Mütevazı usta 77 yaşında

Faruk ŞÜYÜN
Faruk ŞÜYÜN ODAK [email protected]

“Uzun yıllar DÜNYA Gazetesi’nde çalıştım (1969-1986). Falih Rıfkı Atay, Bedii Faik, Mithat Perin gibi hocaların yazılarının karşı köşelerinde karikatür çizdim. O günlerin gençlik heyecanıyla hocam Semih Balcıoğlu’nu izleyerek, taklit ederek çok şeyler öğrendim. Bütün öğrendiklerimi de, o heyecanı taşıdığını hissettiğim gençlere aktarmaya çalıştım. Bunu da başardığımı sanıyorum; demiyorum, inanıyorum. Bugün birçok arkadaşımın çok iyi yerlerde olduğunu görüyor, gurur duyuyorum. Demek ki onların içine bir kibritlik ateş düşürebilmişim, çizgiyle barıştırmışım, diye düşünüyorum.”

Bu sözler, karikatür dünyamızın bir ustasına, Raşit Yakalı’ya ait. Neredeyse gazetecilik mesleğime başladığım ilk günlerden beri, 40 yılı aşkın bir süredir onu tanıyorum. Bu süre içinde, pek sık görüşemesek de yukarıda da belirttiği gibi, mesleğine duyduğu heyecanını hiç yitirmediğine çalışmalarını medyada izleyerek tanık oldum. Hep başkalarını da ateşlemeye çalıştı sonsuz enerjisiyle.

Öğrencilerinin ve dostlarının seslendiği sözcüklerle “Raşit Abi” Rönesans döneminden kalmış bir usta gibi, geleneği bozmayarak bütün bilgisini, karikatür birikimini çıraklarıyla paylaştı, paylaşıyor.
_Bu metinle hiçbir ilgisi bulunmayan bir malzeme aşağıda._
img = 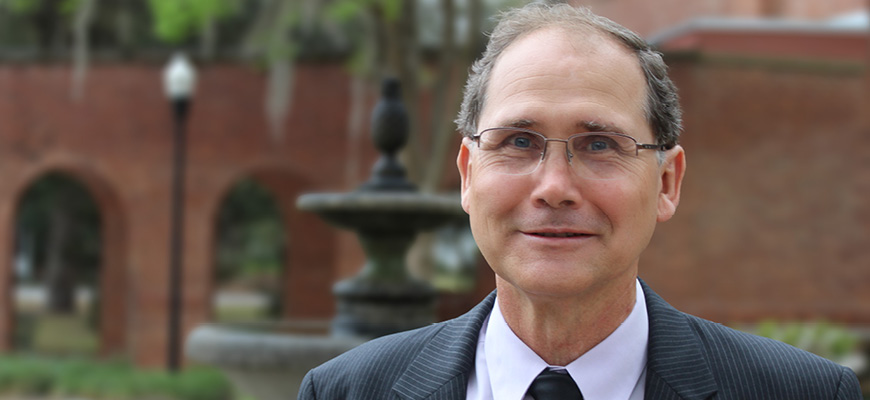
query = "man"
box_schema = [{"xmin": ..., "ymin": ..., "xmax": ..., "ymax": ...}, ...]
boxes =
[{"xmin": 299, "ymin": 4, "xmax": 861, "ymax": 400}]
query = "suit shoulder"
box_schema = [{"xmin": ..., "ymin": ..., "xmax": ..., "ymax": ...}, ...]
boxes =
[
  {"xmin": 300, "ymin": 322, "xmax": 445, "ymax": 398},
  {"xmin": 688, "ymin": 315, "xmax": 860, "ymax": 399}
]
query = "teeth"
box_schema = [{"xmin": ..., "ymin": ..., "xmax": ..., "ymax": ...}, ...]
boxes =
[{"xmin": 538, "ymin": 232, "xmax": 583, "ymax": 237}]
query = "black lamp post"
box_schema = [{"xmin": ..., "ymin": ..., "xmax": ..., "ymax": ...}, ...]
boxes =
[{"xmin": 163, "ymin": 53, "xmax": 196, "ymax": 372}]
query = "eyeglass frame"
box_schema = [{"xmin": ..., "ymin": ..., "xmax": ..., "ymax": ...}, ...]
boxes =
[{"xmin": 470, "ymin": 126, "xmax": 677, "ymax": 175}]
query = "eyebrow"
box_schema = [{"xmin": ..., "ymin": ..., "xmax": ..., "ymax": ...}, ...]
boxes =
[{"xmin": 501, "ymin": 118, "xmax": 625, "ymax": 133}]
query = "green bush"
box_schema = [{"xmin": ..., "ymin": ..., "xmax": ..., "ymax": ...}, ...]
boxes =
[
  {"xmin": 757, "ymin": 321, "xmax": 859, "ymax": 361},
  {"xmin": 0, "ymin": 356, "xmax": 234, "ymax": 400}
]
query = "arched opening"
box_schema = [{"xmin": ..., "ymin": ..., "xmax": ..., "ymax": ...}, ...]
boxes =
[
  {"xmin": 13, "ymin": 172, "xmax": 103, "ymax": 355},
  {"xmin": 212, "ymin": 178, "xmax": 287, "ymax": 322}
]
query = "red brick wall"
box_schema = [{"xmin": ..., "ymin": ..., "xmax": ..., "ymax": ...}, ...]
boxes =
[
  {"xmin": 641, "ymin": 50, "xmax": 870, "ymax": 323},
  {"xmin": 0, "ymin": 43, "xmax": 870, "ymax": 366},
  {"xmin": 0, "ymin": 64, "xmax": 372, "ymax": 365}
]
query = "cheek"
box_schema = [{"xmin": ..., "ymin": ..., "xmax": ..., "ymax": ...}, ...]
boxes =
[{"xmin": 587, "ymin": 173, "xmax": 658, "ymax": 225}]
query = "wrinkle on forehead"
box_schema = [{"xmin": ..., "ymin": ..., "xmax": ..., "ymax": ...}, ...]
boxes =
[{"xmin": 479, "ymin": 28, "xmax": 648, "ymax": 139}]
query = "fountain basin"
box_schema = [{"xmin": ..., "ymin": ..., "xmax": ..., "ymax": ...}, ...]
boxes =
[
  {"xmin": 296, "ymin": 191, "xmax": 465, "ymax": 232},
  {"xmin": 185, "ymin": 322, "xmax": 364, "ymax": 400}
]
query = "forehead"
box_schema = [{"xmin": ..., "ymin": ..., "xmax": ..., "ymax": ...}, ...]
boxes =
[{"xmin": 480, "ymin": 28, "xmax": 651, "ymax": 135}]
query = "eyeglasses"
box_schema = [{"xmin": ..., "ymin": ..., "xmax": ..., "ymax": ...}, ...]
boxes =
[{"xmin": 471, "ymin": 128, "xmax": 674, "ymax": 179}]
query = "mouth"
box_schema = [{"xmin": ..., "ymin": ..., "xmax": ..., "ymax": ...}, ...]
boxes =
[
  {"xmin": 531, "ymin": 232, "xmax": 589, "ymax": 238},
  {"xmin": 525, "ymin": 231, "xmax": 592, "ymax": 239}
]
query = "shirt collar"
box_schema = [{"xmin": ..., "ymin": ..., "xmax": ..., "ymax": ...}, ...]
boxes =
[{"xmin": 484, "ymin": 282, "xmax": 649, "ymax": 400}]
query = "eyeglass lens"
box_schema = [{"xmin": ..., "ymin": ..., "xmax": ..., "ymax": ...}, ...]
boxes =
[{"xmin": 478, "ymin": 128, "xmax": 637, "ymax": 179}]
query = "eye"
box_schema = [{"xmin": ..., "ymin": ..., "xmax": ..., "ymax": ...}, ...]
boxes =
[
  {"xmin": 573, "ymin": 135, "xmax": 622, "ymax": 153},
  {"xmin": 509, "ymin": 134, "xmax": 532, "ymax": 149},
  {"xmin": 586, "ymin": 140, "xmax": 613, "ymax": 151}
]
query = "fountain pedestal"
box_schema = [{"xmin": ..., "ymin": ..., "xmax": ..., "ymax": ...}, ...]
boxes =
[{"xmin": 186, "ymin": 80, "xmax": 464, "ymax": 400}]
Karikatür dünyamızda olgunluk dönemi süren, hatta yaşı kemale ermiş birçok ünlü imza, onun eğitiminden geçti.

O, bir öğretmen; hem karikatür öğretmeni, hem de bir ilkokul öğretmeni. Bir şeyler öğretmek onu, “dünyanın en mutlu insanı” yapıyor. Karikatüre başladığı yılları şöyle anlatıyor:
“Söke’de öğretmenlik yapıyordum, 18 yaşındaydım ve küçük öğretmen olarak çağrılırdım. Aynı zamanda çizim de yapıyordum ve bir gün çizimlerimi İstanbul’daki gazetelere göndermeye karar verdim. Bu vesileyle Semih Balcıoğlu ile tanıştım ve beni İstanbul’a davet etti. İlk karikatürüm Tercüman’da yayınlandı. Daha sonraları Yeni Asır’da çizmeye başladım. Bir gün şehirlerarası bir otobüsle yolculuk ediyordum yanımda da bir kadın Yeni Asır okuyordu. Tam karikatürümün olduğu sayfayı çevirecekken sayfayı atladı. Ben de sayfayı göstererek ‘bunu ben çizdim!’ dedim.”
Raşit Abi, "hem profesyonel hem de amatör bir ruhla çalıştığını” söylüyor ve şöyle devam ediyor:
“Çok zor öğrendim ben karikatürü. Çünkü bunun okulu yok, o yıllarda eğitimini veren bir yer yok. Ve ben de bir şans yakaladım. Semih Balcıoğlu’nun talebesi oldum, uzun yıllar onun çantasını taşıdım, çıraklığını yaptım. O zaman kendi kendime söz verdim. Eğer ben bir şeyler öğrendiysem, isteyen gençlere, öğrencilere ben de öğreteyim diye bir misyon edindim kendi kendime."
Ve bu misyon, yıllar yıllardır kesintisiz sürüyor…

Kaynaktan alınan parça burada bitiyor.